Evaluate performance of fast and slow versions of algorithms.

Designed for evaluating fast and dirty C code against cleaner code using Blitz arrays. Does some profiling and returns the total error between the results.

Parameters:

function (Python function) – The function to be evaluated.
original_data (2D array [index, time]) – The original time series.
surrogates (2D array [index, time]) – The surrogate time series.

Return float:

The total squared difference between resulting matrices.

static normalize_time_series_array(time_series_array)[source]¶

Normalize an array of time series to zero mean and unit variance individually for each individual time series.

Modifies the given array in place!

Examples:

>>> ts = Surrogates.SmallTestData().original_data
>>> Surrogates.SmallTestData().normalize_time_series_array(ts)
>>> r(ts.mean(axis=1))
array([ 0., 0., 0., 0., 0., 0.])
>>> r(ts.std(axis=1))
array([ 1., 1., 1., 1., 1., 1.])

Parameters:: time_series_array (2D array [index, time]) – The time series array to be normalized.

original_data¶: The original time series for surrogate generation.

original_distribution(test_function, original_data, n_bins=100)[source]¶

Return a normalized histogram of a similarity measure matrix.

The absolute value of the similarity measure is used, since only the degree of similarity was of interest originally.

Parameters:

test_function (Python function) – The function implementing the similarity measure.
original_data (2D array [index, time]) – The original time series.
n_bins (int) – The number of bins for estimating prob. distributions.

Return type:

tuple of 1D arrays ([bins],[bins])

Returns:

the similarity measure histogram and lower bin boundaries.

recurrence_plot(embedding, threshold)[source]¶

Return the recurrence plot from an embedding of a time series.

Uses supremum norm.

Parameters:

embedding (2D array [time, dimension]) – The embedded time series.
threshold (float) – The recurrence threshold.

Return type:

2D array [time, time]

Returns:

the recurrence matrix.

refined_AAFT_surrogates(original_data, n_iterations, output='true_amplitudes')[source]¶

Return surrogates using the iteratively refined amplitude adjusted Fourier transform method.

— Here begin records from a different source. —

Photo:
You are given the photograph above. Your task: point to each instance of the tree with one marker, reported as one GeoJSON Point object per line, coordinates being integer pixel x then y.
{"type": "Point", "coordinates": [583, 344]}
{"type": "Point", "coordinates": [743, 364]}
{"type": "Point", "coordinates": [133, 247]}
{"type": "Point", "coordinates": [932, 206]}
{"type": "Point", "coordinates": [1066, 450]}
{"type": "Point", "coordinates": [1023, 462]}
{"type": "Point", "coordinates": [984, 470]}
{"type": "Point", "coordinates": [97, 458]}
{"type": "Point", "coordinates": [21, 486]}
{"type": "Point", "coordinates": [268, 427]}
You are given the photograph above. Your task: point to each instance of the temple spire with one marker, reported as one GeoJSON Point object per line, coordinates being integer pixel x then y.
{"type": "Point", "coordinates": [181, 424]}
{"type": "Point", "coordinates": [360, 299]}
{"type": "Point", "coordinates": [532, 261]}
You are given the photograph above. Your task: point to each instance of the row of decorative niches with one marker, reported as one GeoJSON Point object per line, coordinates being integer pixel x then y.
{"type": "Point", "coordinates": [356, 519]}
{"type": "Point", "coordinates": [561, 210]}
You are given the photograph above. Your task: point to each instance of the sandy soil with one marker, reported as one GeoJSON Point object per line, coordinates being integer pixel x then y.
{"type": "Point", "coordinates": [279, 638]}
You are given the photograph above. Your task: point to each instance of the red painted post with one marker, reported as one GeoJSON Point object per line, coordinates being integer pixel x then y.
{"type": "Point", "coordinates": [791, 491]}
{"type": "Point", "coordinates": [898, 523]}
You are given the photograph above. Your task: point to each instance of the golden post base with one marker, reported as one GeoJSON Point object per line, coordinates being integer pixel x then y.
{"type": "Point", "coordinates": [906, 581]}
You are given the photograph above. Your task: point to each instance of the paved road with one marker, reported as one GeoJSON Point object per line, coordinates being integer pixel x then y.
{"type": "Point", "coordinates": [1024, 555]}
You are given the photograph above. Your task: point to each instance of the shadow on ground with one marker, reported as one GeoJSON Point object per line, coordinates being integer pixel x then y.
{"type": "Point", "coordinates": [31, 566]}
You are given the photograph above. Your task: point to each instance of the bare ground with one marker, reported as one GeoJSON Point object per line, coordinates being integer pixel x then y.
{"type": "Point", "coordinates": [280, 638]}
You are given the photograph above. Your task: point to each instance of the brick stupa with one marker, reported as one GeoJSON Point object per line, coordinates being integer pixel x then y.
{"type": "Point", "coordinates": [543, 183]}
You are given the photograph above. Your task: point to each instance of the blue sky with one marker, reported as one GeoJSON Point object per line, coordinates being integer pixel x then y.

A set of AAFT surrogates (AAFT_surrogates()) is iteratively refined to produce a closer match of both amplitude distribution and power spectrum of surrogate and original data.

Reference: [Schreiber2000]

Parameters:

original_data (2D array [index, time]) – The original time series.
n_iterations (int) – Number of iterations / refinement steps
output (str) – Type of surrogate to return. “true_amplitudes”: surrogates with correct amplitude distribution, “true_spectrum”: surrogates with correct power spectrum, “both”: return both outputs of the algorithm.

Return type:

2D array [index, time]

Returns:

The surrogate time series.

silence_level¶: (string) - The inverse level of verbosity of the object.

static test_mutual_information(original_data, surrogates, n_bins=32)[source]¶

Return a test matrix of mutual information (zero lag).

The test matrix’s entry \((i,j)\) contains the mutual information between original time series i and surrogate time series j at zero lag. The resulting matrix is useful for significance tests based on the mutual information matrix of the original data.

Note

Assumes, that original_data and surrogates are already normalized.

Parameters:

original_data (2D array [index, time]) – The original time series.
surrogates (2D Numpy array [index, time]) – The surrogate time series.
n_bins (int) – Number of bins for estimating prob. distributions.

Return type:

2D array [index, index]

Returns:

the mutual information test matrix.

static test_pearson_correlation(original_data, surrogates)[source]¶

Return a test matrix of the Pearson correlation coefficient (zero lag).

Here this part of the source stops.